An alternative approach being developed at NESTA and Dimensions uses policy documents and keywords to train machine learning algorithms in order to identify articles related to the SDGs instead of creating a list of keywords to search the articles. The downside of this approach is that is it a black box regarding the preferences (or biases) of the machine learning algorithms.

Comparisons as a pragmatic way forward

In the face of this plurality of approaches potentially yielding disparate results, the STRINGS project aims to be a space for constructive discussion and comparison across different methodologies. A comparison between methods will help in finding out to which extent there is consensus or dissensus in the mappings of various SDGs.
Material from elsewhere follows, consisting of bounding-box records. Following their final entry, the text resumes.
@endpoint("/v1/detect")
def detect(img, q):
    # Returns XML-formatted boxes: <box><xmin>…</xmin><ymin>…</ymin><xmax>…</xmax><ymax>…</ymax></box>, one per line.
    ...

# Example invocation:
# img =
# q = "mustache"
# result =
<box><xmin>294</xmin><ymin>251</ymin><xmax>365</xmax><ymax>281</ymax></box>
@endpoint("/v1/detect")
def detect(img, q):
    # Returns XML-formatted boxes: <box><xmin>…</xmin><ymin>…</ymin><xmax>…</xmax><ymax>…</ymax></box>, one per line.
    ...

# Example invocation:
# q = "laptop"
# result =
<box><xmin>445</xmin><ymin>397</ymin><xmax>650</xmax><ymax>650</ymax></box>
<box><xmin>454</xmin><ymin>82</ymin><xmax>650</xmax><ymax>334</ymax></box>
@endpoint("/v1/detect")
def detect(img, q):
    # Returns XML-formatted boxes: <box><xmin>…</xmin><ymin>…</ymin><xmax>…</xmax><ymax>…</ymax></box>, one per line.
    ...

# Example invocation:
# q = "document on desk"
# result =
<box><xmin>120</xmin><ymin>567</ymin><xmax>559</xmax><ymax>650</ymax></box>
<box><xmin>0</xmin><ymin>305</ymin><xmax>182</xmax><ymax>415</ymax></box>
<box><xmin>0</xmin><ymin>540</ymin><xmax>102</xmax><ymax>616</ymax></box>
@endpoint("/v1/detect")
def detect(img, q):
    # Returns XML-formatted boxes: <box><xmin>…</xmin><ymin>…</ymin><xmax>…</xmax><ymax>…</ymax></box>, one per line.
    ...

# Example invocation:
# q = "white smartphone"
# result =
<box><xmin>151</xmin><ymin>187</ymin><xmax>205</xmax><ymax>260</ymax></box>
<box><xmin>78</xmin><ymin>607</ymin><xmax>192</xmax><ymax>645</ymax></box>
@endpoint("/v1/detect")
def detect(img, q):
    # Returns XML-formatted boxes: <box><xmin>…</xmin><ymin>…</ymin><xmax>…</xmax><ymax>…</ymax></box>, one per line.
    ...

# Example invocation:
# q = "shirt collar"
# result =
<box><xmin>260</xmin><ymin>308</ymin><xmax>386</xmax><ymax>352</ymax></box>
To this purpose, in collaboration with the Data Intensive Science Centre at the University of Sussex (DISCUS), on July 23-27 we have carried out a hackathon focussed on retrieving publications related to clean energy research (SDG 7) (to be reported). We have also organised a workshop to discuss the results obtained by the different teams mentioned above with the various methodologies, and how each methodology might capture a particular ‘translation’ or understanding of the SDGs. As proposed by the Bergen team, this comparison ‘will allow institutions to compare different approaches, better understand where rankings come from, and evaluate how well a specific tool might work’ for specific contexts and purposes.

Disclaimer

The discussion in this blog builds on ongoing work carried out by the STRINGS project. It presents my personal view (rather than the project’s) following my engagement debates on the use of indicators in policy and evaluation, for example a recent participation in an EC Expert Group on ‘Indicators for open science’.